Bruxelles C'est la demande formulée par le groupe de travail du Parlement bruxellois qui se penche sur l'opportunité d'établir un régime de limitation de vitesse variable sur certaines voiries régionales et interrégionales.

Ralentir pour aller plus vite: c'est la formule que le MR bruxellois serine depuis 2015. Depuis les bancs de l'opposition, les libéraux tentent, en effet, de convaincre la majorité régionale de l'opportunité d'instaurer une gestion dynamique des limitations de vitesse.

Concrètement, il s'agit d'adapter les limitations de vitesse -à la hausse ou à la baisse- en fonction de divers critères tels que la congestion, les accidents de circulation ou encore les conditions météo. Ce qui suppose l'instauration de mesures de trafic en temps réel et de panneaux de signalisation dynamiques.

"Une limitation de vitesse parfois très basse permet de limiter les mouvements d'accélération et de décélération qui sont sources d'embouteillages et d'accidents. Qui plus est, les limitations de vitesse sont mieux respectées par les automobilistes lorsqu'ils savent que cela leur permettra au final d'arriver plus vite à destination", fait valoir Anne-Charlotte d'Ursel (MR), la députée à l'origine de la proposition de résolution.

Jusqu'ici, sa proposition n'avait pas suscité beaucoup d'enthousiasme au sein de la majorité régionale. Mais l'élue libérale est récemment parvenue à obtenir l'installation d'un groupe de travail pour se pencher sur ce projet.

Lundi, les députés bruxellois qui font partie de ce groupe de travail ont ainsi pu entendre des représentants de l'Institut Belge pour la Sécurite Routière (VIAS). Selon ces derniers, la mise en place des limitations de vitesse dynamiques sur l'autoroute permet d'obtenir une plus grande homogénéité du trafic et une limitation du nombre de dépassements.
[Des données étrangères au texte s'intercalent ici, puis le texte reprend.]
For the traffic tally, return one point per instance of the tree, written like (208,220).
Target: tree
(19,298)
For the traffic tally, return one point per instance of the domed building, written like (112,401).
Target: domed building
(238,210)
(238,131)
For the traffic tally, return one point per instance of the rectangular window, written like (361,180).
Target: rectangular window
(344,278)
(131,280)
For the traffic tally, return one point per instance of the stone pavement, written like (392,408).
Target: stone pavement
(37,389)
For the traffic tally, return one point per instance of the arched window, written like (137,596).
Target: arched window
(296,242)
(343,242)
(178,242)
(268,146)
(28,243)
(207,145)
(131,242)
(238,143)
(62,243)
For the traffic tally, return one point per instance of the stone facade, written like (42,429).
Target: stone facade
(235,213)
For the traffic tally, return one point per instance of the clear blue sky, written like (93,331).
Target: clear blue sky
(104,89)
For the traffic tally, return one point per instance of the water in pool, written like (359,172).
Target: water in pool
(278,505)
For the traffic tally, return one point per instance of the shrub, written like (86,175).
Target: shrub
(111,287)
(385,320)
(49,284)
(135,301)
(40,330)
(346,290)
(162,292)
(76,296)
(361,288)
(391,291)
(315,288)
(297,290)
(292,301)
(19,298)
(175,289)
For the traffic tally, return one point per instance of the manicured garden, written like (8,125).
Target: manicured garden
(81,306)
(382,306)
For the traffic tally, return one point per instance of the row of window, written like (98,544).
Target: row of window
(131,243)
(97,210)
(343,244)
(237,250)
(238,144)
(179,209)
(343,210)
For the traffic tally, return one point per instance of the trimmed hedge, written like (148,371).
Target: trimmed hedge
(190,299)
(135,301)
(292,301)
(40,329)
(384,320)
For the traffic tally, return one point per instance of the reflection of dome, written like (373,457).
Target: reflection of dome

En résulte un trafic plus fluide, une vitesse moyenne plus importante, une plus grande sécurité routière et une diminution des émissions de CO2.

Mais pour ce qui est du milieu urbain, Vias estime qu'une étude spécifique serait nécessaire pour tenir compte de certains facteurs tels que les nombreuses entrées et sorties d'axes qui pourraient limiter l'efficacité du système.

À l'issue de cet exposé, le groupe de travail a conclu qu'il serait utile de demander au ministre bruxellois de la Mobilité Pascal Smet (SPA) d'effectuer un test, via Bruxelles Mobilité, sur une grande voie de pénétration de la capitale.

C'est l'avenue Charles-Quint, dans le nord ouest de la Région bruxelloise, qui a été citée. Longue de 2,8km et empruntée en moyenne par 65.000 automobilistes chaque jour, cette artère représente l'une des entrées principales dans la capitale. "En sachant que le tunnel Léopold II devra bientôt être rénové et que le trafic ne va pas disparaître du jour au lendemain, il est intéressant de réaliser un test à cet endroit", estime Anne-Charlotte d'Ursel qui évoque également la mauvaise qualité de l'air sur cet axe pourtant très habité.